Yemen’s elections are being held under a peace deal that was reached last year after months of protests against the 33-year rule of Mr. Saleh, part of the wider Arab Spring reform movement across North Africa and the Middle East.
Hundreds of people died and thousands of others were wounded as the Government tried to suppress the protests, but Mr. Saleh eventually agreed to step down and transfer power to his deputy Abdrabuh Mansour Hadi Mansour the sole candidate in today’s presidential election.
To facilitate the transition process the UN Development Programme (UNDP) has provided ongoing logistical support and worked closely with the country’s Supreme Commission on Elections and Referenda and with the international community to promote civic engagement.
As part of its outreach efforts, UNDP launched a voter education campaign to reach millions of Yemenis through radio, television, advertisements on public transport, as well as online and mobile messages.
UNDP media officer Moustafa Ayad explained in a video message that the agency’s goal was to “go where the voters are” to ensure that they are aware of the election’s procedures.
In particular, the agency targeted young people by using online animation messages for the first time, as well as the participation of famous Yemeni artists who recorded a song to raise awareness of the elections.
“Our main focus was to invite people to participate in the new political phase of the country,” said Rasha Jarhym, UNDP communication and visibility officer.
In addition, UNDP worked on improving the voter registry database, procured polling equipment, and trained staff at polling stations.
Yemen also received $1 million in funding for the elections from the UN Peacebuilding Fund.
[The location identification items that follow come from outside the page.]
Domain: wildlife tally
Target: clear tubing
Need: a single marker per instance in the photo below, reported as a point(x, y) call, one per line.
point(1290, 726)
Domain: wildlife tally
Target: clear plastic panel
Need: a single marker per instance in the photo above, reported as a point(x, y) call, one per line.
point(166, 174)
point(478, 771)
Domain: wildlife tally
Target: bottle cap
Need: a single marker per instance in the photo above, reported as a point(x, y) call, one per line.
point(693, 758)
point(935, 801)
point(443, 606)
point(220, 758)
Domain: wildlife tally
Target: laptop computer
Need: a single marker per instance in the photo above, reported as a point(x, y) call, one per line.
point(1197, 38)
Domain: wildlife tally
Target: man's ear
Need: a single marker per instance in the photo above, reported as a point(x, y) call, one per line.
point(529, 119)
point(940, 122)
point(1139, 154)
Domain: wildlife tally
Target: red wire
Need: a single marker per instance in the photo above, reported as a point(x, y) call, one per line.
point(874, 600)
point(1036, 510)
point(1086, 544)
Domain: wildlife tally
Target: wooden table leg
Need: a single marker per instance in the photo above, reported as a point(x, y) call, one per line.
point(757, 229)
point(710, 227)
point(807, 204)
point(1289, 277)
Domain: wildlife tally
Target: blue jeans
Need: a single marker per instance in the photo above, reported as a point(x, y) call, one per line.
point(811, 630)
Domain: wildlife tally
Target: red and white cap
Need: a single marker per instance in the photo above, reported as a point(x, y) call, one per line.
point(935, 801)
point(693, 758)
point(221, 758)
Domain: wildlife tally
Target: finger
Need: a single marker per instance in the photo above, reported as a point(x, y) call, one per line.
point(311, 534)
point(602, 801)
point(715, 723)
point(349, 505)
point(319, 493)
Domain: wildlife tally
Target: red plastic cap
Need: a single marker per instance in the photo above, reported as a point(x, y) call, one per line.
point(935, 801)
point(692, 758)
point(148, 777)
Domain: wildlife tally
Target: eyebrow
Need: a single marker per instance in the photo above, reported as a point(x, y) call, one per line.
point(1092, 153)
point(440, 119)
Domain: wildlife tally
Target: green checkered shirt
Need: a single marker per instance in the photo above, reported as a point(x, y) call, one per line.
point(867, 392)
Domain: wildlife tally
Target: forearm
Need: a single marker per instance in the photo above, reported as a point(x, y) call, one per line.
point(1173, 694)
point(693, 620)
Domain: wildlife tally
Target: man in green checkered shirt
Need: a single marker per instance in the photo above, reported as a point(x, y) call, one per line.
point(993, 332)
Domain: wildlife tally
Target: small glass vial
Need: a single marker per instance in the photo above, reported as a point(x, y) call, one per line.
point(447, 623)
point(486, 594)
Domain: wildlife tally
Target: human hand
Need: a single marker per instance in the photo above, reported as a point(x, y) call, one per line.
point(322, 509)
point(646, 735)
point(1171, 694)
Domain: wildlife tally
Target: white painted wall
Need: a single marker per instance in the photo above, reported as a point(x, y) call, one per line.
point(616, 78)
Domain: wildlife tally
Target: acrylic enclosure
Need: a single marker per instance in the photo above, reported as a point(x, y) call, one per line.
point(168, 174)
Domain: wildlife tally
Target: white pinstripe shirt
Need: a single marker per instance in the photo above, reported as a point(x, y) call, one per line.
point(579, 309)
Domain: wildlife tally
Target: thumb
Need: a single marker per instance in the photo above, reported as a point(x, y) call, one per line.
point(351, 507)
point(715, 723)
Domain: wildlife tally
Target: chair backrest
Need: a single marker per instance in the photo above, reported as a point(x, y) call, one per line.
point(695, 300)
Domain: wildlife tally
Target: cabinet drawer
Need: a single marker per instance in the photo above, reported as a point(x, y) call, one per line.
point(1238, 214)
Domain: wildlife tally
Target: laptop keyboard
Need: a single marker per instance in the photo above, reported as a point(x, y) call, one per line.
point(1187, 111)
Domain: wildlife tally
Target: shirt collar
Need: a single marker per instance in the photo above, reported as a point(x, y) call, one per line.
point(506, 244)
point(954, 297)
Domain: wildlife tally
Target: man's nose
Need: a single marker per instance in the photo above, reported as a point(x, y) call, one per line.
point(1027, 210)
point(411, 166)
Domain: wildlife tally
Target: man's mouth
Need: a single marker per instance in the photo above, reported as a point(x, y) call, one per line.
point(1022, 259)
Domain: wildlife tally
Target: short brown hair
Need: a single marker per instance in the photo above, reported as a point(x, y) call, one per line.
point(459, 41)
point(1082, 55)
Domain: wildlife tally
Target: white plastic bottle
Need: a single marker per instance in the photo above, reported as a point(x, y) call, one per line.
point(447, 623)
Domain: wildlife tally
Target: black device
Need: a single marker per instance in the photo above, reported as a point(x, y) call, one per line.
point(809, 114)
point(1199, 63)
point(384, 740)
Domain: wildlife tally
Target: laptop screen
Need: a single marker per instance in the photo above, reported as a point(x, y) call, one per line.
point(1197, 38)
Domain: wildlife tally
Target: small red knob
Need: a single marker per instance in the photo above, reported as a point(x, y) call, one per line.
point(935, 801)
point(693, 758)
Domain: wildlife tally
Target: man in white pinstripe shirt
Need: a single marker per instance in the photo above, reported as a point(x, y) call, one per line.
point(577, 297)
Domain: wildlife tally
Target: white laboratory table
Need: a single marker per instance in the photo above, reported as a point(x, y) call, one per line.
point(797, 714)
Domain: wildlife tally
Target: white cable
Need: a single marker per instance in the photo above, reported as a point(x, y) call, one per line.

In an interview with UN Radio, the fund’s chief of financing, Brian Williams, said the fund is meant to facilitate the electoral process, which represents a big logistical challenge.
He added that the money has been invested in supporting election workers, providing election material and carrying out outreach work.
Mr. Williams also stated that the fund’s financial support would continue after the elections to support the country’s transition process.